Con los jubilados del exilio conocí uno de los costados más desoladores de la diáspora. El olvido entre los olvidados. Con Dani, de Cuba, me cuenta por teléfono “Tengo el Gorrión al punto”, ¿Quién no ha escuchado la famosa frase de “fulano anda con el gorrión”?, cuando se trata de una cubana que viaja por primera vez. Pues sí, casi ninguno escapa de ese “gorrión” primerizo que significa caer en un estado de añoranza o nostalgia por su tierra, y uno entonces se pregunta a veces, si en la mayoría de los casos el cubano que viaja mejora su vida en casi todos los sentidos, por qué esa melancolía o “morriña”, para nosotros los gallegos y los cubanos tenemos mucho en común, no solo el idioma español, especialmente la nostagia de la tierra natal. “Quiero correr y correr sin saber adónde ir”.

Con Francisca aprendí sobre ese laberinto de la política que suele quedarse sin respuestas frente a la historia de una joven, por cierto politóloga, que tiene que elegir entre mandar los remedios para el tratamiento o abrazar a su abuela por última vez.
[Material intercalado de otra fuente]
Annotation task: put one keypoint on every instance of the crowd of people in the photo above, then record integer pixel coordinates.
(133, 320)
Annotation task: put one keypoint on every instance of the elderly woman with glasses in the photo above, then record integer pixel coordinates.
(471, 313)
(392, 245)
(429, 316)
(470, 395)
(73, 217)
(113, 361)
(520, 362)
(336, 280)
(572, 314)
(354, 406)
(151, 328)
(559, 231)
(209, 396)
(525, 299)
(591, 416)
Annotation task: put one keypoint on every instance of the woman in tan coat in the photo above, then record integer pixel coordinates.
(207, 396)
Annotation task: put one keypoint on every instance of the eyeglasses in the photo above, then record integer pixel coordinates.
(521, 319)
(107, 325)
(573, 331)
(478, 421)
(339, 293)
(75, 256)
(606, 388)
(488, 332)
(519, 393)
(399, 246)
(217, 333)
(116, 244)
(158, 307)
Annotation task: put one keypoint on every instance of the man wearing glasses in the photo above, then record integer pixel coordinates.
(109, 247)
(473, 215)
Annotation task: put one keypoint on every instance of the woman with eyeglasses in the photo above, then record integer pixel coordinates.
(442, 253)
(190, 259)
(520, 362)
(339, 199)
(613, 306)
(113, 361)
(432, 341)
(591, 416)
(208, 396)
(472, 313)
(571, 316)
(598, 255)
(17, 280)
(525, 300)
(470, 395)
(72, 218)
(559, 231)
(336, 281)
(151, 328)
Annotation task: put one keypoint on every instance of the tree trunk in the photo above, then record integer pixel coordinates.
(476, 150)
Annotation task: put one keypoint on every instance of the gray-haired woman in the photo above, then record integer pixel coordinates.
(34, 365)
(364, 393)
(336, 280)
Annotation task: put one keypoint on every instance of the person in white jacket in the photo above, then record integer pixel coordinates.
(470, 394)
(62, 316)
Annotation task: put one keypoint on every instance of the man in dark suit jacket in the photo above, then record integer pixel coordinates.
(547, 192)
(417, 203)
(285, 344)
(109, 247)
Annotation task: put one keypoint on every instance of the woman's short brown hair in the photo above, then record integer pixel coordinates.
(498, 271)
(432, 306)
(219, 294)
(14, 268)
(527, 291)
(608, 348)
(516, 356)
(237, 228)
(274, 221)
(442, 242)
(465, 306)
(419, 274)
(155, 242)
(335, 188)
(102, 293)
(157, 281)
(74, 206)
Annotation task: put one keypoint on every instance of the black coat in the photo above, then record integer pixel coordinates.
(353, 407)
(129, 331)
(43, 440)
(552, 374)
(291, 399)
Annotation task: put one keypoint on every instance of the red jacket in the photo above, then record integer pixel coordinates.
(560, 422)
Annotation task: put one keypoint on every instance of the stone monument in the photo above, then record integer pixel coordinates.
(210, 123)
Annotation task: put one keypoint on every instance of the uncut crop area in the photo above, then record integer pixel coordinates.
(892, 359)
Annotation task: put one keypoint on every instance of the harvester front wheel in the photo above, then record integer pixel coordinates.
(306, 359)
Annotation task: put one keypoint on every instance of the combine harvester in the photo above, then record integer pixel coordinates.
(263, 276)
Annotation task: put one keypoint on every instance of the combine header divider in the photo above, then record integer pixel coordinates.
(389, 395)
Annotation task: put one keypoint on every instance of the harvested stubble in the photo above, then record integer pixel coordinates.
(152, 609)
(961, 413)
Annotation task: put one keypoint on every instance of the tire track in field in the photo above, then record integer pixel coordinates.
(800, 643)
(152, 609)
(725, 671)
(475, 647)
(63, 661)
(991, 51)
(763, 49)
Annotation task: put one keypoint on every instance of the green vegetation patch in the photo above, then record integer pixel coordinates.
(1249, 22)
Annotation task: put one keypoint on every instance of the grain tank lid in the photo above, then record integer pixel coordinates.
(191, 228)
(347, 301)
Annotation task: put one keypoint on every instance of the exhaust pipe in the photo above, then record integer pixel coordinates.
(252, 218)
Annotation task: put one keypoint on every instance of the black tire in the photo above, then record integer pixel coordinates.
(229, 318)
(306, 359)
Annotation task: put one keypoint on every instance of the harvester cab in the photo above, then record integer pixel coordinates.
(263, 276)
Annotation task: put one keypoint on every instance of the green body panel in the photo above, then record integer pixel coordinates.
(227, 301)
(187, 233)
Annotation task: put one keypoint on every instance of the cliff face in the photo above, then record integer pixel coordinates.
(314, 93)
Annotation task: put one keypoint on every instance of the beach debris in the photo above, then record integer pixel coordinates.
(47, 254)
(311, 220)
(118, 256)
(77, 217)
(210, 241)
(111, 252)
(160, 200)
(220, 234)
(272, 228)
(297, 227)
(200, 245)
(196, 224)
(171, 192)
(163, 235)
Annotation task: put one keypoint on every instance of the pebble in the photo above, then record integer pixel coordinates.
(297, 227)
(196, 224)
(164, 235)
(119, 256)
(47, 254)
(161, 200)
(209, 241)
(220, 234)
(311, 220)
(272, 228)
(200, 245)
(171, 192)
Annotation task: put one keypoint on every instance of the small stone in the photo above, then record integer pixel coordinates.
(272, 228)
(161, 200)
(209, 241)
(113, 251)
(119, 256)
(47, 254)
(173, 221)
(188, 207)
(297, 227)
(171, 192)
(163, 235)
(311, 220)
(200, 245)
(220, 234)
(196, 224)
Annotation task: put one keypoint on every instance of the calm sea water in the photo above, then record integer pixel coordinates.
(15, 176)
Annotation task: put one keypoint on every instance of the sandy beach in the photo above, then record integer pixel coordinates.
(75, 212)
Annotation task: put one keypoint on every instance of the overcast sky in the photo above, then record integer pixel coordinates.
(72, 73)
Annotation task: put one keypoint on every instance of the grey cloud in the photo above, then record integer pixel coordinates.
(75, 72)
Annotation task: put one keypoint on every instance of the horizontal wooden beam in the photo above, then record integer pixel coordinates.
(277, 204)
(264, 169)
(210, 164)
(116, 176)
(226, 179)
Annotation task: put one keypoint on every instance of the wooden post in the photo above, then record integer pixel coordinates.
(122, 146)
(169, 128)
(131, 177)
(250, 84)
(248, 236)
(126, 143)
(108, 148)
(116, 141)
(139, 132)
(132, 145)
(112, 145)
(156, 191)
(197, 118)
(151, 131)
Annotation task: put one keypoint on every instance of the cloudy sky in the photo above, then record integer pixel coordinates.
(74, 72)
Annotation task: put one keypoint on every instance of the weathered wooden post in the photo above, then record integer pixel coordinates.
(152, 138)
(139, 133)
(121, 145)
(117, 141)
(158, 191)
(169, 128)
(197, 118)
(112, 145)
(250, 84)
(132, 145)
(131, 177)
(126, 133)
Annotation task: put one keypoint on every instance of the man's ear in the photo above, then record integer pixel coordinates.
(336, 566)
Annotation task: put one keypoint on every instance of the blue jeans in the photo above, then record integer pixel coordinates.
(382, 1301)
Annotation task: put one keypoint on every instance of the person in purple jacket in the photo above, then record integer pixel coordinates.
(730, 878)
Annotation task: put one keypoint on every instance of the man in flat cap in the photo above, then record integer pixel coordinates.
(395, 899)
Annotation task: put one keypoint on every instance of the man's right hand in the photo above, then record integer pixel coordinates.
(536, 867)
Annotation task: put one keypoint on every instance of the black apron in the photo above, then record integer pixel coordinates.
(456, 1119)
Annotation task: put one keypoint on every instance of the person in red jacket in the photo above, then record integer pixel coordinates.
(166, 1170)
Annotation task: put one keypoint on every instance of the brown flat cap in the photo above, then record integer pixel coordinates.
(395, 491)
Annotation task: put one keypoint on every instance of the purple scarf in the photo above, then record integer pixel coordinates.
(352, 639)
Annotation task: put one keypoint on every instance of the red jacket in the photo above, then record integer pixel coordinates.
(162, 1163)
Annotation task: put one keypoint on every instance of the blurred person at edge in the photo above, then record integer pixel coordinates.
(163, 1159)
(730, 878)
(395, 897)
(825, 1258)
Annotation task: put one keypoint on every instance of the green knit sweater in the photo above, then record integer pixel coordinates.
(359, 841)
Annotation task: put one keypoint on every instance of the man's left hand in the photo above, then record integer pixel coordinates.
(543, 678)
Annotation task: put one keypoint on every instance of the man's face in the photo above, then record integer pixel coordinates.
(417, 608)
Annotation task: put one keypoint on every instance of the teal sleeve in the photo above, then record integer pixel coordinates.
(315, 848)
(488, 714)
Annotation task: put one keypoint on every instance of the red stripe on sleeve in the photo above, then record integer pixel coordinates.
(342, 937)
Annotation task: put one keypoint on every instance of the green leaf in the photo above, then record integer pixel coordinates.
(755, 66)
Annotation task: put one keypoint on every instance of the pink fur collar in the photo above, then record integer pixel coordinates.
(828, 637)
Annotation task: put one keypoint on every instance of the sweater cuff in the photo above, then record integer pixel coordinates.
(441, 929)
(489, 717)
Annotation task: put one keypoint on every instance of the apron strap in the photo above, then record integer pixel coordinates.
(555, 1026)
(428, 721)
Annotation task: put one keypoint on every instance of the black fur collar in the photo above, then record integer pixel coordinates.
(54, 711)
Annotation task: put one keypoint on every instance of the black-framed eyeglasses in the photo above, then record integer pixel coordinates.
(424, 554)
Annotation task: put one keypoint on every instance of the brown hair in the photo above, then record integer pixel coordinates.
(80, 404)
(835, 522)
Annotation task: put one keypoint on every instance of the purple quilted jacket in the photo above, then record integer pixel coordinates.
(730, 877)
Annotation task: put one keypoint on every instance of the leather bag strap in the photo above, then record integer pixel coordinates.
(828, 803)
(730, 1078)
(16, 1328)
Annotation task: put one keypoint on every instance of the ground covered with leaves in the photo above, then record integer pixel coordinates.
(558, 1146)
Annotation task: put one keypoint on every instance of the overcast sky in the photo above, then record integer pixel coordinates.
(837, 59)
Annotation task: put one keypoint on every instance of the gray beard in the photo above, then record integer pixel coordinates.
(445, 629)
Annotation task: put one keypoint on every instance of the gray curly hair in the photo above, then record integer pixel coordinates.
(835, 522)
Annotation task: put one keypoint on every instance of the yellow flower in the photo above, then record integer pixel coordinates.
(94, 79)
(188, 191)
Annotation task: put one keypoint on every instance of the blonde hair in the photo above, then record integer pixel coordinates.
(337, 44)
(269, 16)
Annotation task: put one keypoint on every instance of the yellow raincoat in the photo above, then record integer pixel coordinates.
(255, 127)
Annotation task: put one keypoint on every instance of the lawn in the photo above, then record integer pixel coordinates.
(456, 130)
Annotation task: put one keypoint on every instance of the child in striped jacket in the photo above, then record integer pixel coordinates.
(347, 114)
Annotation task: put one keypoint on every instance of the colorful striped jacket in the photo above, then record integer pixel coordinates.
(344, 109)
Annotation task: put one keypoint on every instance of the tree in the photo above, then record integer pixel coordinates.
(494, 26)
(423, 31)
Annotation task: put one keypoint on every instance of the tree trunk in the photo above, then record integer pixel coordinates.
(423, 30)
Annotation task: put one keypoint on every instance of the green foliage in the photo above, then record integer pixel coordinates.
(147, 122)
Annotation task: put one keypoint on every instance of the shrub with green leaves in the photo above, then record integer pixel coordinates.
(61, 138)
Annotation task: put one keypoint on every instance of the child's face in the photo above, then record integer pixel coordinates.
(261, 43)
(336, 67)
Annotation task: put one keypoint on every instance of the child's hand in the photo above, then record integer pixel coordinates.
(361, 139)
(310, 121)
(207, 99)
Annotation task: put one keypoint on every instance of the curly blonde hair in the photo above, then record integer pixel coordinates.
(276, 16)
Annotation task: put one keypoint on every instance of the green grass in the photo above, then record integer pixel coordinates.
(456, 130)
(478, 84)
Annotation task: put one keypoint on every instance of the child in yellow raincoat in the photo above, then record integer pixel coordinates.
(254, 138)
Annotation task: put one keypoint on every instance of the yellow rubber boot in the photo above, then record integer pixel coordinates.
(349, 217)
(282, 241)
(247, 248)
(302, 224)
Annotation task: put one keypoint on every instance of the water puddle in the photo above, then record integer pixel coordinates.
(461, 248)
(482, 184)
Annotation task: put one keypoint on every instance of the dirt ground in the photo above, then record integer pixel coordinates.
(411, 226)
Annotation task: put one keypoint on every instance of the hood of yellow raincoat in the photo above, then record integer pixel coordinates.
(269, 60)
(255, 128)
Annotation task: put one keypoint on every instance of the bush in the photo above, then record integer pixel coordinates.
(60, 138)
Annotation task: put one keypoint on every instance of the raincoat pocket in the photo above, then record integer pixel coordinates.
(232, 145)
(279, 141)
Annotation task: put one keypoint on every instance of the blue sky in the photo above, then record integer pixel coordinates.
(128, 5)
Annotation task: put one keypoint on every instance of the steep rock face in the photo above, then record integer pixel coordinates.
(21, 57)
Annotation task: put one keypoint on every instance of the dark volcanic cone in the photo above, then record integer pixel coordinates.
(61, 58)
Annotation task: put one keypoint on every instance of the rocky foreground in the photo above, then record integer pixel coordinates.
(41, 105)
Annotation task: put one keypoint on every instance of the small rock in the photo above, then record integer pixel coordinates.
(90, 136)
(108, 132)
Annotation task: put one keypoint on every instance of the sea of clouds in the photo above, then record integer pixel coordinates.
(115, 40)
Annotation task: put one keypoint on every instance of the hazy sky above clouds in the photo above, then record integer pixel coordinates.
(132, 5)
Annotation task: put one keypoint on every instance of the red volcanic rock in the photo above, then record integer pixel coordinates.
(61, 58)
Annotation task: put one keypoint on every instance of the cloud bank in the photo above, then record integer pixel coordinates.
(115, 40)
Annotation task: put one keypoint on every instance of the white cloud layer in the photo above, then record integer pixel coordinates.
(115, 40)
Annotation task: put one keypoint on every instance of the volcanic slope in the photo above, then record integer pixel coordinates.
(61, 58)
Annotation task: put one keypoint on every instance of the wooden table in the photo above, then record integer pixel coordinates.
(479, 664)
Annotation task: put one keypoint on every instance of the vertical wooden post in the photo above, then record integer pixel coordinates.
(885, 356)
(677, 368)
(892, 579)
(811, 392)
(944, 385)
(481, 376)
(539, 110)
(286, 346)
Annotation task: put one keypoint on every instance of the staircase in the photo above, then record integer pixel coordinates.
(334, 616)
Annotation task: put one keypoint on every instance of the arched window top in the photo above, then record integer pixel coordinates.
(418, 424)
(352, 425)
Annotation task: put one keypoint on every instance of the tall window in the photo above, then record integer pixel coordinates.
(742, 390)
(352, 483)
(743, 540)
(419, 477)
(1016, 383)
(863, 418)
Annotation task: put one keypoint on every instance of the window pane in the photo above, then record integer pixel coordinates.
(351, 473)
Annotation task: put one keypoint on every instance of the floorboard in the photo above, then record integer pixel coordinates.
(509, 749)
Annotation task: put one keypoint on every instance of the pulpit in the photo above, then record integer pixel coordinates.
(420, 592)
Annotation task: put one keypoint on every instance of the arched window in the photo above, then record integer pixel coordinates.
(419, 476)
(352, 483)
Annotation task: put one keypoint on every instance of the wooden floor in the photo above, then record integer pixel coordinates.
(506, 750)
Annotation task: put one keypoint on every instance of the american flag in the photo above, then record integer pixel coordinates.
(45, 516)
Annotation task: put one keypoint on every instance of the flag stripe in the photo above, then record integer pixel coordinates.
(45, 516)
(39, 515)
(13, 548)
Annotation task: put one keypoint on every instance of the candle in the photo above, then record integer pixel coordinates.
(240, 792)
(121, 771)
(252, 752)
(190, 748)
Con ella, me di cuenta de que la patria siempre te alcanza y que migrar sin querer hacerlo es algo así como divorciarte estando enamorado.

Me cuesta terminar ahora estas líneas porque tengo la misma sensación que tuve cuando terminé el último capítulo. Siento que los suelto y no quiero. Por eso ahora empiezo a fantasear un poco y, para que me salga algo mejor de lo que ensayo en mi cabeza.

Sueño con volver. Alguna vez soñé con una rumba de los Chichos, en mi casa de la ciudad en la que vivía, Zamora (España).